Der heimische boden und der Soave Classico

Was ist der Vulkanboden? Es ist schlicht der heimische Boden, der ursprüngliche, der direkt dem glühenden Mantel unter der Erdkruste entspringt.
Aktive Vulkane spuken noch heute sehr viel Lava aus. Aber der vulkanische Boden macht nur 1% der Erdoberfläche aus. In Italien entspricht diese Oberfläche hingegen 4-5% des nationalen Gebietes. Warum so wenig?
Mit der Zeit verändert sich der vulkanische Boden und bietet die Grundlage für lauter andere Bodenarten. Deshalb könnte man die vulkanische Erde als die „Mutter“ der anderen Bodentypen bezeichnen.

 
Und was ist so besonders an der vulkanischen Erde?
Die Mineralien in ihrer ursprünglichen Art, die den Pflanzen bestimmte Komponenten verleihen. Im Fall der Traube beeinflussen sie sehr den Geschmack des Weins, der eine typische mineralische und florale Note erhält.
Die antiken Römer waren sich dessen sehr bewusst und wählten deshalb den Weißwein, der auf Vulkanböden entstand, als beispielhaft für seine Güte.
In Zentral- und Süditalien ist der Vulkanboden sehr präsent, zum Beispiel in den Gegenden um Rom und Napoli, im Norden von Latium, auf Sizilien (im Gebiet vom Ätna und dem der Monti Iblei), auf den kleinen Inseln im Süden und im Vulture-Gebiet in der Basilikata.
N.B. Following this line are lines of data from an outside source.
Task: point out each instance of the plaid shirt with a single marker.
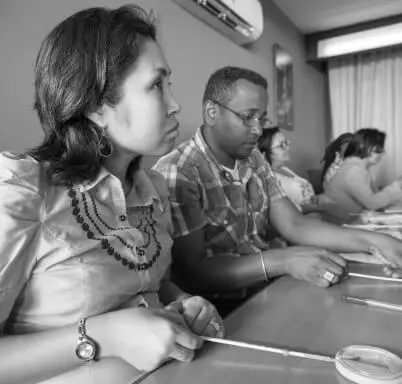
(234, 213)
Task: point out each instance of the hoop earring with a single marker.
(105, 145)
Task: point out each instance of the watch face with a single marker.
(85, 350)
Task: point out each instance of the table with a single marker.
(297, 315)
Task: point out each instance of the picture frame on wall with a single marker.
(283, 84)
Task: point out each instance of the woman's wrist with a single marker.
(275, 262)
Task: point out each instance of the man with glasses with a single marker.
(224, 198)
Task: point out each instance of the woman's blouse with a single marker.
(352, 189)
(332, 169)
(297, 189)
(68, 252)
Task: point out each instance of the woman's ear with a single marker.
(98, 117)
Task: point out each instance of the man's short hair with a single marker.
(222, 83)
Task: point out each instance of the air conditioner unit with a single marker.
(240, 20)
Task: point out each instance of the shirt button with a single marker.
(142, 303)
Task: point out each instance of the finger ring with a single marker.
(215, 324)
(329, 276)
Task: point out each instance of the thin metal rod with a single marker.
(374, 226)
(259, 347)
(373, 303)
(375, 277)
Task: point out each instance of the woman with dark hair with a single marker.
(333, 157)
(85, 236)
(351, 186)
(275, 148)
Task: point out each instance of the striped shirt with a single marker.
(234, 214)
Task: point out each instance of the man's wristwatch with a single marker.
(86, 349)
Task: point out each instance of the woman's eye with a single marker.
(158, 85)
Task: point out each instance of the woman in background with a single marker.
(351, 186)
(333, 157)
(275, 147)
(85, 235)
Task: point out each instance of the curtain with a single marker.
(366, 91)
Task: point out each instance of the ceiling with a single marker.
(321, 15)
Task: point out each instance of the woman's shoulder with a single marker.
(159, 182)
(20, 170)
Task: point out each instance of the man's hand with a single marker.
(317, 266)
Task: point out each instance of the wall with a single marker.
(193, 50)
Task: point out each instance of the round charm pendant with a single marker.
(85, 349)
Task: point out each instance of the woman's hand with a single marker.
(146, 338)
(200, 316)
(317, 266)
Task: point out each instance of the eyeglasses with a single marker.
(248, 120)
(282, 145)
(378, 150)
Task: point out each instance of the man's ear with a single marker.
(98, 117)
(211, 113)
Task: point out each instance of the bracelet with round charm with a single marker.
(86, 349)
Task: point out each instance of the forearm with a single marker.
(310, 208)
(315, 233)
(35, 357)
(169, 292)
(227, 273)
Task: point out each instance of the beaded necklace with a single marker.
(146, 225)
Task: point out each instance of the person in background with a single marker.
(224, 195)
(274, 145)
(351, 186)
(333, 157)
(85, 235)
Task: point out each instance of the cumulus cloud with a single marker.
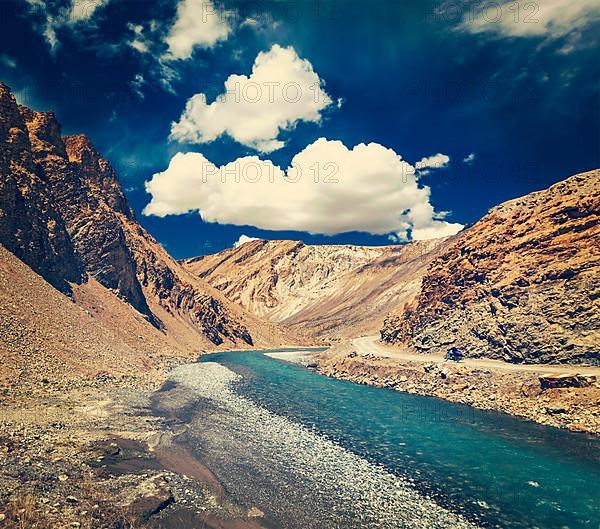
(243, 240)
(551, 18)
(327, 189)
(8, 61)
(437, 161)
(281, 91)
(52, 17)
(470, 159)
(198, 23)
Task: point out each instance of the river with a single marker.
(318, 453)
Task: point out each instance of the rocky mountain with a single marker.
(521, 285)
(64, 214)
(328, 291)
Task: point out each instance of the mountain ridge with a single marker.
(63, 213)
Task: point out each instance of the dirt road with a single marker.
(370, 344)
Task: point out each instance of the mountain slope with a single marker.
(329, 291)
(522, 284)
(62, 211)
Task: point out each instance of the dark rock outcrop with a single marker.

Aber im Norden gibt es kaum Vulkanböden außer in dem Gebiet des Soave Classico und in wenigen anderen kleinen Zonen.
Aus diesem Grund pflanzten die antiken Römer, als sie in den Norden Italiens kamen, zuerst Weinreben in der Gegend, die schließlich zum Classico-Gebiet des Soave werden würde.
Wir verfügen also über ein außergewöhnliches und urtümliches Vermächtnis historischer und kultureller Bedeutung, das aber vor allem unnachahmliche Geschmäcker und Düfte mit sich bringt, die dieser Wein in sich bewahrt.